Overall, Boro were the better side and deserved the win, although tonight’s Comedy Ref, a certain Mr Green of Leicestershire did his level best to ruin the game for everyone.
Brucie watch revealed the Great Man wearing a fetching pale blue shirt, with a jumper casually draped over his shoulders. Think Man at C&A and you’ll get the general idea.
Also during Brucie watch I think I spotted Paul Barron amongst Boro’s coaching staff. I owe that git one – I used to attend his Brazilian Football Training sessions a few years back and I’ve still got the aching muscles to prove it!

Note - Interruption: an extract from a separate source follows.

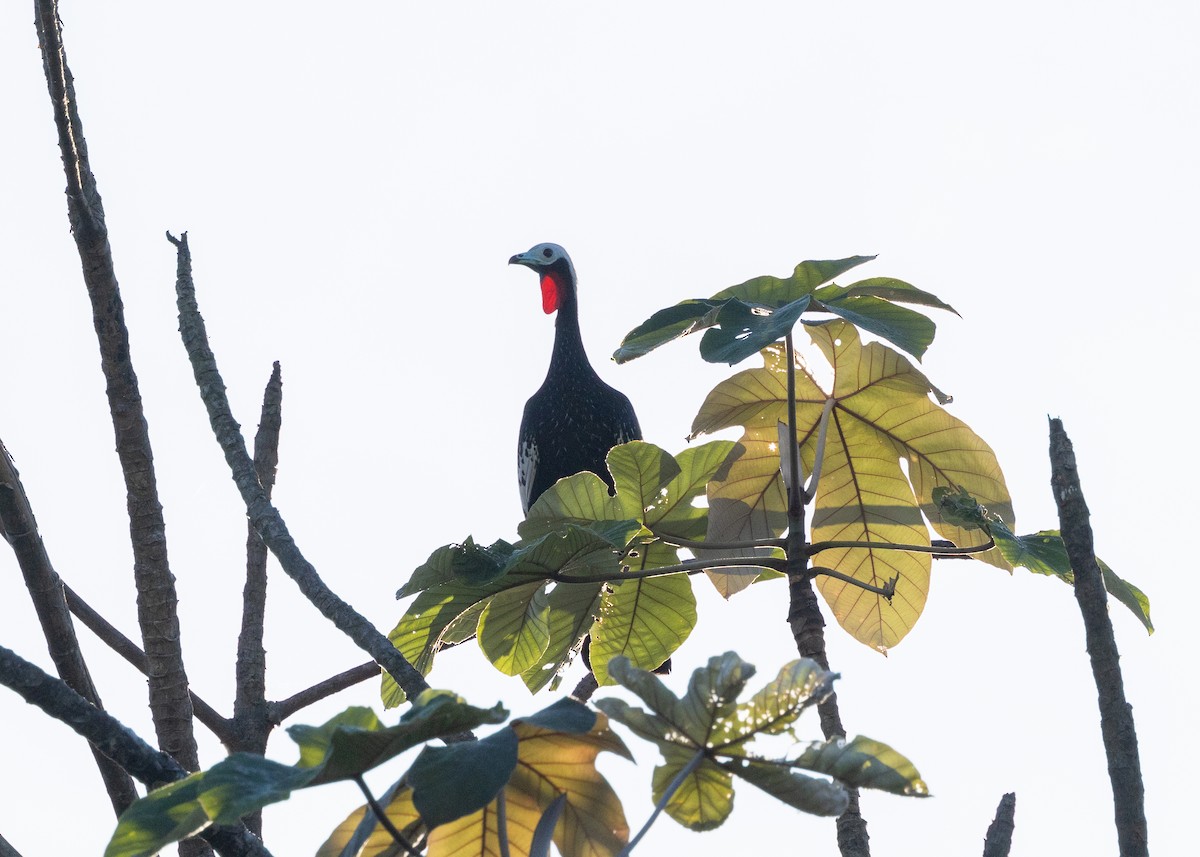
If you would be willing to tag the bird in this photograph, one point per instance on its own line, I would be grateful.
(575, 418)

To the game: It was a game of two halves – the first, followed by a second. Boro started off much the stronger, using the flanks to bypass Cisse and Carter in central midfield.They’ve got a cracking left sided midfielder called Stewart Downing, who I’ve seen a couple of times before. I don’t think he’s related to former Boro favourite John Downing.

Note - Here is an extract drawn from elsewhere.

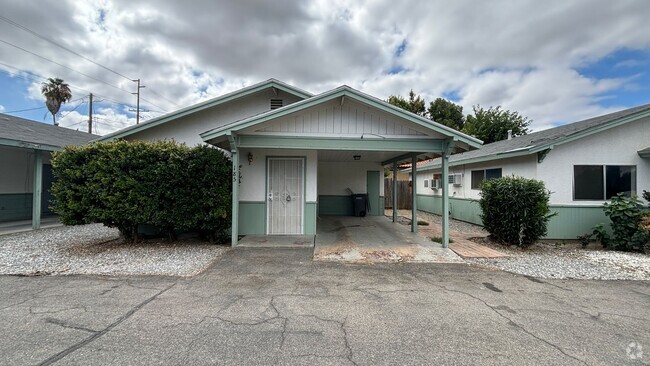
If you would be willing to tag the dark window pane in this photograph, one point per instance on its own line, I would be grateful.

Anyhow, Downing ran Lee Vaughan, Blues very young fullback, absolutely ragged. Blues struggled to find any rhythm and passes were going astray all over the shop. Boro took the lead after 22 minutes when Mr Green elected to enliven proceedings by awarding them a Mystery Penalty. I overheard a couple of the Boro lads trying to work out what it was for. They couldn’t. Mark Wilson put the penalty away, beating Bennett who’d already made a couple of very good saves, including a belter from a fierce drive by Allan Johnston.

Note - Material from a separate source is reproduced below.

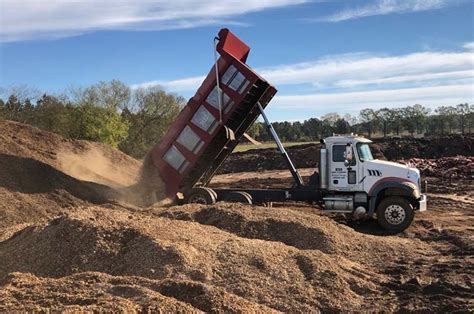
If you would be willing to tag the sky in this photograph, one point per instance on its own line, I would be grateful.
(323, 56)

Boro continued to dominate and it was no surprise when they extended their lead after 40 minutes. If we were mystified by the first goal, there could be no complaints about the second. Centre Forward Jamie Cade turned Blues teenage defender Duane Courtney inside out before streaking through and placing the ball past Benno.
Feeling left out of things, Mr Green decided to project himself back to his rightful position atop his mental pedestal. He booked Cisse for ‘persistent fouling’ following an incident where he’d fallen over a Boro midfielder who was lying on the ball and handling it! The joke was, Hughes, Carter and Boro’s Gary Smith had all been niggling away at opponents without even conceding a free kick. Mr Green hadn’t even noticed them whereas the dreadlocked Cisse, rather like the shaggy-haired Savage will always catch the eye of those who don’t know what they’re looking at.
Blues made it 2-1 with a goal by Hughes after 44 minutes, following some dogged Horse-like work by Morrison who held off two defenders before setting up the chance.
Following a belly-buster burger at half time, I settled down to watch a totally different Blues performance. They came out firing on all cylinders and played like the first XI, closing down all over the pitch, harrying, tackling and generally dominating proceedings. Some of us on the touchline enjoyed some banter with the linesman, a burly, balding fellow with a goatee, looking somewhat reminiscent of an Afrikaans Voortrekker. He was making his decisions based on who was appealing the loudest. I could do that job – running the line by proxy. How much does it pay?
Blues made a few substitutions, Clinton and Cisse went off to great acclaim, replaced by Motteram and Barrowman, both of whom did OK. Cisse had had a reasonable game, I think his English now stretches as far as ‘man on’, ‘OK’, and ‘to me’.
After about 70 minutes, Mr Green finally realised what was going on and booked Hughes, but only after he legged some bloke about twelve feet into the air! For purposes of balance, he decided to book a couple of Boro players. In all, he contrived to book six players, so at least he’s got his lottery numbers ready for Saturday.
Boro wrapped the game up with a cracking free kick from the ever-impressive Downing, beating Benno all end up. Why on earth Downing can’t get into Boro’s first team must be one of the great mysteries of our time, given some of the overpaid foreign garbage that they turn out week after week.
In conclusion – the best team won, Morrison and Cisse made solid progress back toward fitness, Mr Green had a nice evening and the burgers and Bovril at Solihull are as good as ever.
Blues: Ian Bennett, Lee Vaughan, Marcus Painter, Aliou Cisse, Duane Courtney, David Arrowsmith, Peter Till, Jovan Kirovski, Clinton Morrison, Bryan Hughes, Darren Carter. Subs: Mark Allen, Adam Legzdins, Chad Shephard, Carl Motteram, Andrew Barrowman.